If a deal or a transaction would have gotten done anyway, adding layer upon layer of costly middle-men simply transfers money to the middle-men, without adding value. Arbitrage is the same – I once had a brilliant hedge fund manager tell me that arbitrage is basically “a cash machine” for those lucky and smart enough to figure out a way to be faster than the next guy. He was correct – basically, arbitrageurs take money from a buyer or seller (depending on the direction of the price difference) and put it in their own pocket. Imagine someone grabbing your change at the supermarket and running off with it, simply because you were a little slow in picking it up. That’s arbitrage in a nutshell. People get paid to do this sort of thing, but it’s not generally productive activity; it doesn’t create anything. It doesn’t really increase the size of the economic “pie;” it just changes the size of the slices. That’s why Wall Street doesn’t help the economy very much – money that goes to pay Wall Street isn’t made, it’s taken from elsewhere in the economy.
As I look at it, when “We are Wall Street” declares, “When our money dries up, so does yours,” we should sleep soundly and without worry. When their money dries up, that’s just fine – someone else, somewhere in the economy, will still have that money to spend since it’s no longer being vacuumed up quite so vigorously by the financial industry.
We Need Fewer “Financial Engineers,” More Real Engineers
“We are Wall Street” got at least one thing right: a lot of the United States’ brightest people gravitate toward the financial industry, lured by the promise of the huge payoff. And it’s true, they work hard. That’s why I got excited when I read, “What’s going to happen when we can’t find jobs on [Wall] Street anymore? Guess what: We’re going to take yours.” Why was I excited? I’ll let “We are Wall Street” explain it for me: “We get up at 5 am & work till 10 pm or later. We’re used to not getting up to pee when we have a position. We don’t take an hour or more for a lunch break.”
Imagine if we could unleash that kind of drive on productive, value-creating activity? Imagine if the “financial engineers” on Wall Street were designing products, launching the next great industries, making the next great scientific breakthroughs, or teaching our children?

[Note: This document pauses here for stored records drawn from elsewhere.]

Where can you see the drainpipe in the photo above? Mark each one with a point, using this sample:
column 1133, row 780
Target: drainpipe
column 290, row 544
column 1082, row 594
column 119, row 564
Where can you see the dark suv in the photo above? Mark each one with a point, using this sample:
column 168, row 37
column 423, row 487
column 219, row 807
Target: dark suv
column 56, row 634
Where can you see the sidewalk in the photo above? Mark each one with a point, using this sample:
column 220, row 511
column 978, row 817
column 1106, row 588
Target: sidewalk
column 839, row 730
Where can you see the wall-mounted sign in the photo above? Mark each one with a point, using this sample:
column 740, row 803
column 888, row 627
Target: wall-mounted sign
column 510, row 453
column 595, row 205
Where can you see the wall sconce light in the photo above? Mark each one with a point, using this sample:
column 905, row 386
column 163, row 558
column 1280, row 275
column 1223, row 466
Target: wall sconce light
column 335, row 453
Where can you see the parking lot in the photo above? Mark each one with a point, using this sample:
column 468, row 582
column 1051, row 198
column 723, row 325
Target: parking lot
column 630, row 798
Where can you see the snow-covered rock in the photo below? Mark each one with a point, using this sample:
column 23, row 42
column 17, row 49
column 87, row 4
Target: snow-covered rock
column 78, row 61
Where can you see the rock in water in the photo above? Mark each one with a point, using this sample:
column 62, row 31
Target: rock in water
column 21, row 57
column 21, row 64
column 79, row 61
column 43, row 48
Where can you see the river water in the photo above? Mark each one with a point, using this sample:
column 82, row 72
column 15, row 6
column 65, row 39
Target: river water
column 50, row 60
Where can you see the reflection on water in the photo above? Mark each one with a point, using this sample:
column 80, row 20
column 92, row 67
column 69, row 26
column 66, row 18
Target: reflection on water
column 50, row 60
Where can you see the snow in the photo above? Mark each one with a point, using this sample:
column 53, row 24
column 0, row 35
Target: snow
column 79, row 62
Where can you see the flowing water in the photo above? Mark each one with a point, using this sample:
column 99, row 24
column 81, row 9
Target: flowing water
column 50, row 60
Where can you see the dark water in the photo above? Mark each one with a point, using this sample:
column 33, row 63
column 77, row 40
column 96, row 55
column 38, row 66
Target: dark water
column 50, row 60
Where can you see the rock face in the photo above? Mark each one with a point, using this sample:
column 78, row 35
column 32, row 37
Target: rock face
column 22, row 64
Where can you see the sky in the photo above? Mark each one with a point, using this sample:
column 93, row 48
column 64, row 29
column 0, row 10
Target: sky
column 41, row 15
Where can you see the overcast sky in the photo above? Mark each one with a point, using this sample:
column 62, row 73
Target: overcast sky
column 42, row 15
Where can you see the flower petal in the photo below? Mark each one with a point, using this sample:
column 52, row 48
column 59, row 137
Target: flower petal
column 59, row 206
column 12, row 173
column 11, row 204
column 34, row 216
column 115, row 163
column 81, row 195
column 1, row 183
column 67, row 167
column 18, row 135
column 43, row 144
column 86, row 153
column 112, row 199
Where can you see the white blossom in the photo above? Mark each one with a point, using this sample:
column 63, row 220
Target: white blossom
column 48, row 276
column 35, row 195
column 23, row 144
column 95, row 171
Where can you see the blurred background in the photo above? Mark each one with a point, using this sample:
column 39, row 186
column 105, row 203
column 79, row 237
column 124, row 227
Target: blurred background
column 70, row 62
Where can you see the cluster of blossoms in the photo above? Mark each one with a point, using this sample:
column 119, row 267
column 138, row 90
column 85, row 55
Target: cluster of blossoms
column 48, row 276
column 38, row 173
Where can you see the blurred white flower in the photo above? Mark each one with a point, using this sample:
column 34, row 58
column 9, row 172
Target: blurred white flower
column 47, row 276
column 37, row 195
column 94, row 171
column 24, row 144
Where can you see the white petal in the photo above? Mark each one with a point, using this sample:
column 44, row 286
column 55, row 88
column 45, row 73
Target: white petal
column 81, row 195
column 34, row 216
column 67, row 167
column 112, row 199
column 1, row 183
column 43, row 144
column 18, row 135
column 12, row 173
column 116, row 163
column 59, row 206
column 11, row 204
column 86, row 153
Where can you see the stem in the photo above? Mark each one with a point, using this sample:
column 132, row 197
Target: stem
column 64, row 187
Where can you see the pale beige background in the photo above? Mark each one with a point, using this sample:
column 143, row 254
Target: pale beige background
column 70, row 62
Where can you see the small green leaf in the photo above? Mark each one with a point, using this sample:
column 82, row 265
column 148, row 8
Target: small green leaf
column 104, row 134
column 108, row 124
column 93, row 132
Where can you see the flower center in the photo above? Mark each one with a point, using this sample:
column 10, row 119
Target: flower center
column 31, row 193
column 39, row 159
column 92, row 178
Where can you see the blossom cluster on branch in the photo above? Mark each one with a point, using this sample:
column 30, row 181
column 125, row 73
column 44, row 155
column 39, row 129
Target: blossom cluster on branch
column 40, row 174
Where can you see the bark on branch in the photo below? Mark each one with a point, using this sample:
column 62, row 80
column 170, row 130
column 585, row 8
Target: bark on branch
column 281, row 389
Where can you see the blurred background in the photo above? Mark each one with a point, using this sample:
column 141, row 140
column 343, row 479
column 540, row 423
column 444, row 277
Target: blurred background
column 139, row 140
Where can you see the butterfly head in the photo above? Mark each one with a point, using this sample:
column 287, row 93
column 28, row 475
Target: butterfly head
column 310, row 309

America’s problem is resource misallocation. We have too many “financial engineers,” and not enough engineers.
We have too many financiers engaging in unproductive activity, when they could be using their considerable talents to create value that would not only benefit themselves but also the US economy, and thus, everyone else as well.
My response to Wall Street profiteers saying they will come take our jobs: “Come and join the world of the value creators! It’s about time!” It’s the value creators that are the basis of a strong and prosperous economy. Despite Wall Street’s over-inflated perception of themselves, the rainmakers in our economy don’t work on Wall Street. They work on Main Street. And we’d love to have those who currently work on Wall Street come and create value and prosperity with us.